Excesso. Essa é a palavra que define o livro. Há excesso de informações que não significam nada para a trama. Mostra-se em várias páginas o funcionamento de um engenho de cana-de-açúcar. Ou detalha-se cômodo por cômodo, móvel por móvel, uma mansão (o Solar) onde Kehinde mora pouquíssimo tempo. Conta-se até sobre Tiradentes, mineiro que aparece de gaiato numa história que se passa a maior parte do tempo em cidades do litoral. A impressão que fica é que a autora, em suas pesquisas para escrever o livro, juntou uma quantidade enorme de informações que julgou interessantes e procurou encaixá-las a todo custo na história. Se não fosse por esse exagero provavelmente o tamanho do livro diminuiria 50% ou mais.

Mas o livro não é de todo ruim. Está sendo considerado responsável por preencher uma lacuna na literatura brasileira, mostrando a escravidão sob o ponto de vista dos maiores prejudicados, os negros. Eu também voto a favor nesse aspecto, porém com a ressalva que tais lacunas devem ser bem preenchidas com arte além de apenas informações. O livro é também indicado como fonte de informações históricas, devido à louvável e extensa pesquisa da Ana Maria, apesar de não ter nenhum índice que oriente onde aparecem a revolta dos escravos mussurumins, ou as informações sobre Tiradentes, ou os extensivos detalhes sobre as origens e rituais das crenças afro-brasileiras, ou qualquer outro material da época que seja difícil encontrar informações avulsas hoje. O leitor terá de ler o livro todo e marcar onde as informações que julgar importantes se encontram, para uma consulta futura.

O livro tirou o segundo lugar na Copa de Literatura Brasileira (CLB), perdendo apenas para Música Perdida, de Luiz Antonio de Assis Brasil. Perdeu porque são livros totalmente diferentes. Enquanto Um defeito de cor explora uma boa história, Música Perdida explora como contar bem uma história, mesmo que inferior.

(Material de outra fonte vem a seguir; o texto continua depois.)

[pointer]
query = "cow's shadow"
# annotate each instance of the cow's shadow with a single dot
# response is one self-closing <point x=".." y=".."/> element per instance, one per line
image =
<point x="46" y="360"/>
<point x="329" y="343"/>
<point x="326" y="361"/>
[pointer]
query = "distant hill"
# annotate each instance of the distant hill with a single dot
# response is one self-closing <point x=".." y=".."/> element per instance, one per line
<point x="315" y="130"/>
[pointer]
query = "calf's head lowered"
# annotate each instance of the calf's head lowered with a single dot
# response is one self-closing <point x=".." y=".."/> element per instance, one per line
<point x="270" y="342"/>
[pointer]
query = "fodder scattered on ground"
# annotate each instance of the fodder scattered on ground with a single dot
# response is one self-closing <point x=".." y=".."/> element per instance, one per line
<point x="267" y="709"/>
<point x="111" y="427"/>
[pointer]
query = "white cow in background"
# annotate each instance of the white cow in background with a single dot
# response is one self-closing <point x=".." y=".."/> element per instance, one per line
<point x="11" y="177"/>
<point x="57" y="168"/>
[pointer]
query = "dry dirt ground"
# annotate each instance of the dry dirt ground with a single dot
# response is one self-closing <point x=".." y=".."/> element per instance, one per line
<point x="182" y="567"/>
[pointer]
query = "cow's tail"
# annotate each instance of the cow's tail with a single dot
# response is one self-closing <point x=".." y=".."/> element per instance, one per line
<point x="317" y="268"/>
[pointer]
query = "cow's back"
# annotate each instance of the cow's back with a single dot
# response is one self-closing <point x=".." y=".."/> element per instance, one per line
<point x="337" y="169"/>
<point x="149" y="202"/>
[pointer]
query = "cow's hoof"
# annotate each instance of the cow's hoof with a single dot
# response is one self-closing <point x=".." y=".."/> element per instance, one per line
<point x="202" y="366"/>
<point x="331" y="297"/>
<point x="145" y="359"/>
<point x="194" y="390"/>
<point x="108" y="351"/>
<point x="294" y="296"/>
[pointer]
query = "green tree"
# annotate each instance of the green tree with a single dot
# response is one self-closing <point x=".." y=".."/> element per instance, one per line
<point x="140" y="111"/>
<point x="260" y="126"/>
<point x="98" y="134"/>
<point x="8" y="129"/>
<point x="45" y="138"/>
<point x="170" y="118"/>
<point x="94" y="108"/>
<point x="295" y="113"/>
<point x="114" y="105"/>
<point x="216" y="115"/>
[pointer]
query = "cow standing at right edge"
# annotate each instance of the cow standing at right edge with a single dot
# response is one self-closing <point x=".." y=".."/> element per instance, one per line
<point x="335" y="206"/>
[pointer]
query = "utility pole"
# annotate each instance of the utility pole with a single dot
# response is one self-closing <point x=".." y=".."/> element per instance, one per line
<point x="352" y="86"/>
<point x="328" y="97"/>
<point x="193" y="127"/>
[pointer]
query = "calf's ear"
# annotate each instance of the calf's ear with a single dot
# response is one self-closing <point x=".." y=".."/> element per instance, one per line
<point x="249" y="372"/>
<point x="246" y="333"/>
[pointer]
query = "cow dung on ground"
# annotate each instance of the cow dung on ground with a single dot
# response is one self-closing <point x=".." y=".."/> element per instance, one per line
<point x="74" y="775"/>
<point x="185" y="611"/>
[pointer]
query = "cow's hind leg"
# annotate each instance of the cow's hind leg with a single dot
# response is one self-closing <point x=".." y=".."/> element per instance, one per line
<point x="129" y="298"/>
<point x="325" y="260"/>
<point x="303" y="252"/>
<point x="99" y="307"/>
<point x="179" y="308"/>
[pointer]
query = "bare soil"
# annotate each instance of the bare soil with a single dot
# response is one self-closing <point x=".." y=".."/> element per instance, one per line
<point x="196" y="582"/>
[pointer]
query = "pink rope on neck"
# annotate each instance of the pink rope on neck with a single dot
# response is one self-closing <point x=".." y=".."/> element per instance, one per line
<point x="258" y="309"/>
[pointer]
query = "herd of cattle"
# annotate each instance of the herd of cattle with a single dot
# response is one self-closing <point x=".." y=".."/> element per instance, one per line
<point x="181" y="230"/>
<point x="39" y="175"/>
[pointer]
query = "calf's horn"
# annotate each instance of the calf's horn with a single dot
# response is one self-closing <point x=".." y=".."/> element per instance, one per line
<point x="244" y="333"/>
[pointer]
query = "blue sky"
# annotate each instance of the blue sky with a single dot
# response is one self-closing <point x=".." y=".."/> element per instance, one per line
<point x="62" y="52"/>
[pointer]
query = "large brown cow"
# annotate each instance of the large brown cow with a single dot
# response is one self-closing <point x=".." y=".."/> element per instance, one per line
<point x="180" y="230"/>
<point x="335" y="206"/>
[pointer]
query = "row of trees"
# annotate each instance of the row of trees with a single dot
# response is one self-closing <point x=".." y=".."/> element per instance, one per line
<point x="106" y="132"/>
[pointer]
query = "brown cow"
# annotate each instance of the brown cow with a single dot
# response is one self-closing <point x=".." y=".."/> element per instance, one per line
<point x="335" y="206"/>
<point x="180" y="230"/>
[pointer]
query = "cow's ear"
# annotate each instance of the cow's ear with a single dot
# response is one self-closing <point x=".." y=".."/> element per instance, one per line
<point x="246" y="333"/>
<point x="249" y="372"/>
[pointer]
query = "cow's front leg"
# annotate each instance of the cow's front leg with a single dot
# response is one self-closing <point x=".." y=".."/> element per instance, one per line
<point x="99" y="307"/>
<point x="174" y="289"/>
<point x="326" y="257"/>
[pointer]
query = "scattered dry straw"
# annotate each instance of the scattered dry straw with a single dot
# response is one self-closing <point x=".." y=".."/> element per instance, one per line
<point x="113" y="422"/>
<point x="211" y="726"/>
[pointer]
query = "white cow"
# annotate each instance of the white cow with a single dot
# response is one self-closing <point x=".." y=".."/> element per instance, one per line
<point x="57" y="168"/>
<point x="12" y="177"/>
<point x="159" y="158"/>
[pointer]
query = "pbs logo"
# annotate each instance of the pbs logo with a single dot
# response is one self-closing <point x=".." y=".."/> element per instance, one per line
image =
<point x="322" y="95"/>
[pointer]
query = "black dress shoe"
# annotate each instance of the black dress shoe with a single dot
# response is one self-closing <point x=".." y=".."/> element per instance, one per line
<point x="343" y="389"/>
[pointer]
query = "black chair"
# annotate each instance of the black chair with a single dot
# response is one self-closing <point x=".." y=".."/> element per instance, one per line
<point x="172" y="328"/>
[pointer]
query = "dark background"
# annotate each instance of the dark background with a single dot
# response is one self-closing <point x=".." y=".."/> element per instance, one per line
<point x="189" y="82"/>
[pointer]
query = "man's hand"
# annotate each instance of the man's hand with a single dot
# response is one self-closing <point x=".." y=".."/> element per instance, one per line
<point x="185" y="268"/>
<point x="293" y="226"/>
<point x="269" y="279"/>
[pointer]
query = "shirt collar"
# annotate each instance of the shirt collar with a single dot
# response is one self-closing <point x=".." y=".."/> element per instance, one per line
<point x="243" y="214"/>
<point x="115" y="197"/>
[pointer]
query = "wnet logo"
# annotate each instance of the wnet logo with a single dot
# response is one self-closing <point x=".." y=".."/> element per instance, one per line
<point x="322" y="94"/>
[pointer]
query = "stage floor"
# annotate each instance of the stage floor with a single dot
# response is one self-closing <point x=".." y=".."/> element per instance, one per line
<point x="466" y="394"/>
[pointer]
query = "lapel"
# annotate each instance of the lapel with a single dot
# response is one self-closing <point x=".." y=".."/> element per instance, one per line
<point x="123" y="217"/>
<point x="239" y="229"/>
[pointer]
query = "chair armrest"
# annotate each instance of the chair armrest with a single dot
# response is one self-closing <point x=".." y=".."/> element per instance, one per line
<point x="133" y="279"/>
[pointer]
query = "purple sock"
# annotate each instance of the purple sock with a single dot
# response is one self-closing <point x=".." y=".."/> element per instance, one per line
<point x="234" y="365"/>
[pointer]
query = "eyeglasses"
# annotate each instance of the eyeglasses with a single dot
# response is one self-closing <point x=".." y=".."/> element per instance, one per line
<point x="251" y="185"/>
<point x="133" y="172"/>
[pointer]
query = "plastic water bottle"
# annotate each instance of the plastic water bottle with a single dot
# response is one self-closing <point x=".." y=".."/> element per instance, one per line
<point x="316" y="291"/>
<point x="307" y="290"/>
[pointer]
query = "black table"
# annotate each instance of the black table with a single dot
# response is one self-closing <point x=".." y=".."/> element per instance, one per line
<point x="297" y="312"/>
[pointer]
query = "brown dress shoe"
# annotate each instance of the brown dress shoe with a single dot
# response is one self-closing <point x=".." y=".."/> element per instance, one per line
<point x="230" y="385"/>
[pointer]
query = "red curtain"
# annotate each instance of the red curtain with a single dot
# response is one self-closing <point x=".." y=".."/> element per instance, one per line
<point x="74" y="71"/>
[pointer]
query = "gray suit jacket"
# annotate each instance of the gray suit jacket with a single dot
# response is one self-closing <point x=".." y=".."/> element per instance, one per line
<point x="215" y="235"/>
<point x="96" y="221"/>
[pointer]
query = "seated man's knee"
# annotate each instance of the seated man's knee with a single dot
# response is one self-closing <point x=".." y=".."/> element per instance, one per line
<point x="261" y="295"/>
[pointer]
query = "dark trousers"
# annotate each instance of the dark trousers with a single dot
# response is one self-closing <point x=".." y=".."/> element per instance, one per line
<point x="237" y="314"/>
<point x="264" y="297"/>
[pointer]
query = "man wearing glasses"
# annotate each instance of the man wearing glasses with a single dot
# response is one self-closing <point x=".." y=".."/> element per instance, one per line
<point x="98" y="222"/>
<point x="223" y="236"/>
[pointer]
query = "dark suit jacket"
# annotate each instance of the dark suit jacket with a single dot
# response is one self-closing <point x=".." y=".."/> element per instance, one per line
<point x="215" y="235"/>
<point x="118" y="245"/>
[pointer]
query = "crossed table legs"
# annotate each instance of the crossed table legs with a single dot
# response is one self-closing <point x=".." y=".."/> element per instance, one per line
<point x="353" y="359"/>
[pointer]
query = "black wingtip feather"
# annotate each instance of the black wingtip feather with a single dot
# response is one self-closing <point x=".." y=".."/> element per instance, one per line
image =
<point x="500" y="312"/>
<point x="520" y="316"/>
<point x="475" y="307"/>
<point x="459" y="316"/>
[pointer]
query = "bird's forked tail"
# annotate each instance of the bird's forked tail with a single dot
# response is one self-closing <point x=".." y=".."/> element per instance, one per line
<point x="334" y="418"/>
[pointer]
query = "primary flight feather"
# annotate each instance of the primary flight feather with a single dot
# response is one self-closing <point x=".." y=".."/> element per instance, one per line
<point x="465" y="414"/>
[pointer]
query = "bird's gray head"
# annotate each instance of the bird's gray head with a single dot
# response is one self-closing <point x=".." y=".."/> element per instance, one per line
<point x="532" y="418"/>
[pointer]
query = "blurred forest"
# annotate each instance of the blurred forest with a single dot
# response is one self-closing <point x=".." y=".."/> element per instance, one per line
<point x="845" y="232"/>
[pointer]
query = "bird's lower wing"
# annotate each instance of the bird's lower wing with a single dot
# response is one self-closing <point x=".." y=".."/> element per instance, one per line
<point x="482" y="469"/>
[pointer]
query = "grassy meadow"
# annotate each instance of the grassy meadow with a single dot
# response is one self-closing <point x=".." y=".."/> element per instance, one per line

E é essa a diferença essencial que fez com que mais leitores preferissem um ao outro.

Em um país em que a média anual de leitura é de 1,8 livros per capita, acredito que muito mais leitores seriam conquistados por Um defeito de cor se este fosse menor em tamanho ou se fosse uma série de livros com menos de 200 páginas cada. O estilo está bom, pois agrada os menos exigentes. Todavia, a autora teria de exigir muito mais da sua capacidade artística e literária do que da de jornalista e pesquisadora. Pena, pois a lacuna literária sobre a escravidão no Brasil, apesar de estar um pouco mais preenchida do lado da escrita, deverá continuar ainda bastante aberta pelo lado da leitura. Será um livro fadado a ser lido por poucos, seja pelo tamanho, seja pelo preço.